Художник с иронией и страданием разглядывал меня.

— Не может же он знать о каждом поступке каждого человека. Нас сто восемьдесят миллионов!

— И сорок из них в тюрьмах, лагерях и ссылках… Вся страна опутана колючей проволокой. Ты в какой тюрьме сидел?

— В челябинской. По улице Сталина, пятьдесят три.

— Вот именно. Тюрьма-то ещё царских времен?

— Советская власть тюрем не строит.

— Просторно было в камерах?

— Тесно. Но причём здесь Сталин?

— Ты слышал, как его зовут? Хозяин. Всего и всех.

— Это его блатяги обзывают. И попугаи.

— Если б только блатяги и, как ты изволил выразиться, попугаи. Он, действительно, «хозяин земли русской». Как написал в одной из анкет император Николай Второй. Сталин — диктатор. Ты понимаешь это?

— Нет, не понимаю. Диктатор — Гитлер. Это я понимаю. А Сталин народом избран.

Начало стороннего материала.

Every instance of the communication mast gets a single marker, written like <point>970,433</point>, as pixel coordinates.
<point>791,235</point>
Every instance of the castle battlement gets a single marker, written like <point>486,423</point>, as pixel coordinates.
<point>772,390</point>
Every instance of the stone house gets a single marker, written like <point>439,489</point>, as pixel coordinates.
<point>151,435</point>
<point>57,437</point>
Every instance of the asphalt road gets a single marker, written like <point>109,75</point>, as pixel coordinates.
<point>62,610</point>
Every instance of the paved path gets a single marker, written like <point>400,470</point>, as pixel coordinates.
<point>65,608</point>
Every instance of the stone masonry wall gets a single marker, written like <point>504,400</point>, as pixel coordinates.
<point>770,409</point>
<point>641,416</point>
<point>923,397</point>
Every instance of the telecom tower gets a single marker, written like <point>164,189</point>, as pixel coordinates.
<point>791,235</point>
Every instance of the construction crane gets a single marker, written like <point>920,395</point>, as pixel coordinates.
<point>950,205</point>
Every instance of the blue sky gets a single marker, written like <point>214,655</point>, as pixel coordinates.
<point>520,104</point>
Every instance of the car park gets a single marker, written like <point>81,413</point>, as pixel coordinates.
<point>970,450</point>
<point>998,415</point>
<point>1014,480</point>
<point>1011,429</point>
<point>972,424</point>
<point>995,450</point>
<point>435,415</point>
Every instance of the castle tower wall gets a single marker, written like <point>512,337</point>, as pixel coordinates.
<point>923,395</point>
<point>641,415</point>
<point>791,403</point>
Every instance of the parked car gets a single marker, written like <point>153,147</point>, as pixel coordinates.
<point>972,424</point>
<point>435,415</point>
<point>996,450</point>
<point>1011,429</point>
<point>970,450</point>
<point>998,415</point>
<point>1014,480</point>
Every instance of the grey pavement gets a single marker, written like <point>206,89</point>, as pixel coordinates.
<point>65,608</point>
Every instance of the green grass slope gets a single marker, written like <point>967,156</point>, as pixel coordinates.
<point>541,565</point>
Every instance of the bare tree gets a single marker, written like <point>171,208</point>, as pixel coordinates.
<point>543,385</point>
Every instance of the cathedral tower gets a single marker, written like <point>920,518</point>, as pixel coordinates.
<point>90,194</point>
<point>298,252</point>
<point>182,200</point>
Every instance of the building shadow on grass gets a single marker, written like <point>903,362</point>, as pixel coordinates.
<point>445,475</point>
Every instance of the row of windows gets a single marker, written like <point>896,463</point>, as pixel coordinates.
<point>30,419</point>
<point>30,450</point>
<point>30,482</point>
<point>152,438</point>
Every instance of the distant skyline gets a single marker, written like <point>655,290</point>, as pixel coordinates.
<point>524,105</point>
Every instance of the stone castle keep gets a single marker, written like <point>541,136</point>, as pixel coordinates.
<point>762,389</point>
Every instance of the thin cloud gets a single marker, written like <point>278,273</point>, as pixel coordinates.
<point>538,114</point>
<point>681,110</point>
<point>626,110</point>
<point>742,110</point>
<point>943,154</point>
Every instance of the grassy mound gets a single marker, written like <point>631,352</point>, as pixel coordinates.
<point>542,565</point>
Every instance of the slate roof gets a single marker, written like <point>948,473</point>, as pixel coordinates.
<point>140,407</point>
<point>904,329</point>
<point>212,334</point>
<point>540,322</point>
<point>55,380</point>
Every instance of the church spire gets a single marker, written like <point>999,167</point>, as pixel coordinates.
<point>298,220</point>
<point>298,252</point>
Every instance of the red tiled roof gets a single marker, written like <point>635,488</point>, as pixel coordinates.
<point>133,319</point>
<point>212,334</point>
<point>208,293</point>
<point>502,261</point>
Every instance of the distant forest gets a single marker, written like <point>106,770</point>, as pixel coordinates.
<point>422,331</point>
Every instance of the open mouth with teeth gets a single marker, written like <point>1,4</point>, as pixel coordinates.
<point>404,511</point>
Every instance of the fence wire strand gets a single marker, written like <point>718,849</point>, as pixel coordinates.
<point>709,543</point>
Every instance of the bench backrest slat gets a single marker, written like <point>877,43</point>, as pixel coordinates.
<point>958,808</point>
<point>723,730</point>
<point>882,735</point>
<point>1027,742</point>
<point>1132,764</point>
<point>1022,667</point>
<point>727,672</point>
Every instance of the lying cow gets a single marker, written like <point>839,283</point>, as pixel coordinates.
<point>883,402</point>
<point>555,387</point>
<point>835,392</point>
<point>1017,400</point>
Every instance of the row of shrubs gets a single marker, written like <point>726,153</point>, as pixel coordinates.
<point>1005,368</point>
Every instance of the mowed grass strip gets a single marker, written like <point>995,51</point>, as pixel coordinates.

— Каким народом, Юра? — художник стал распаляться. — Этим, в серых бушлатах? Или тем, что с голоду в колхозах подыхает? Или тем, что на заводах к станкам прикован? Никакого народа нет. Есть стадо обманутых и запуганных до смертельного поноса людишек, превращённых в рабочий скот. И есть армия надзирающих за этим благостно орущим сумасшедшим стадом. В надзираемых и надзирающих, вот в кого превратил Сталин народ. А себя окружил камарильей блюдолизов и палачей. Есть только обманывающие и обманутые. Тех, кто обману не поддаётся, уничтожают. Палачи. По указке тирана. Есть угнетаемые и угнетатели. И наш гнёт ещё более чудовищен, чем при царизме. Это очевидно, Рязанов. Неужели ты ничего этого не видишь?

Дорожкин разволновался, заходил по мастерской. Я тоже взбудоражился и ни за что не хотел признать ни единого из высказанных художником соображений.

— Коля, ты не прав, — только и нашёл что возразить я. — Нельзя вот так взять и всё… отрицать.

— Почему «нельзя»? Почему «не прав»? Ни разу не задумывался, с какой целью тебе всю жизнь, с пелёнок, вдалбливают слово «нельзя»? И самое трагичное, что ты в это «нельзя» поверил. Поверил?

Я не нашёл, что ответить, промолчал.

— Вспомни, что тебе в школе вбивали: повторяй и не рассуждай. Так?

— Ну так, — неохотно согласился я.

— А если ты пытался о чём-то рассуждать самостоятельно и высказывал иную точку зрения, нежели учитель, что за это тебе следовало?

— У нас в пятом классе была хорошая учителка, по географии, Нина Ивановна, она ещё до революции гимназию закончила…

— Я тебя в целом о школе спрашиваю, а не об отдельной учительнице.

— Ну, в общем, конечно… Случалось и такое. Одна завуч, Александрушка…

— Вот видишь. Нас, русских людей, вроде бы завоевавших себе свободу, превратили и продолжают превращать в говорящих, вернее повторяющих чужие мысли и слова, кукол, болванчиков.

— А если эти мысли и слова — и мои тоже? Ведь можно думать одинаково. Об одном и том же.

— Каждый человек, Юра, есть индивидуум. Отличный от любого другого. И поэтому мыслит и выражает свои мысли по-своему. Даже окружающий мир видит, ощущает и отражает по-своему. И реагирует на то, что его раздражает, — тоже. Согласно личным особенностям. Можно соглашаться или не соглашаться с чужими мыслями, но думать точно так — невозможно. А власть тирании стремится превратить личность в нерассуждающее существо, в слепого исполнителя, послушного чужой воле. Чтобы оскотинить и удержать в ярме. Чтобы править. Управлять.

В Колиных, воспалённых бессонницами светлых глазах цвета осеннего выцветшего неба — предельное измождение и усталость. Не физическая, а внутренняя. Душевная. И я ему в тягость.

— Ну ладно. Пойду, — сказал я. — А ты отдохни. Пока никого нет.

— Не уходи, — попросил Коля.

Мне подумалось, и эта мысль резанула сознание, что после моего ухода он может покончить с собой. И это меня испугало.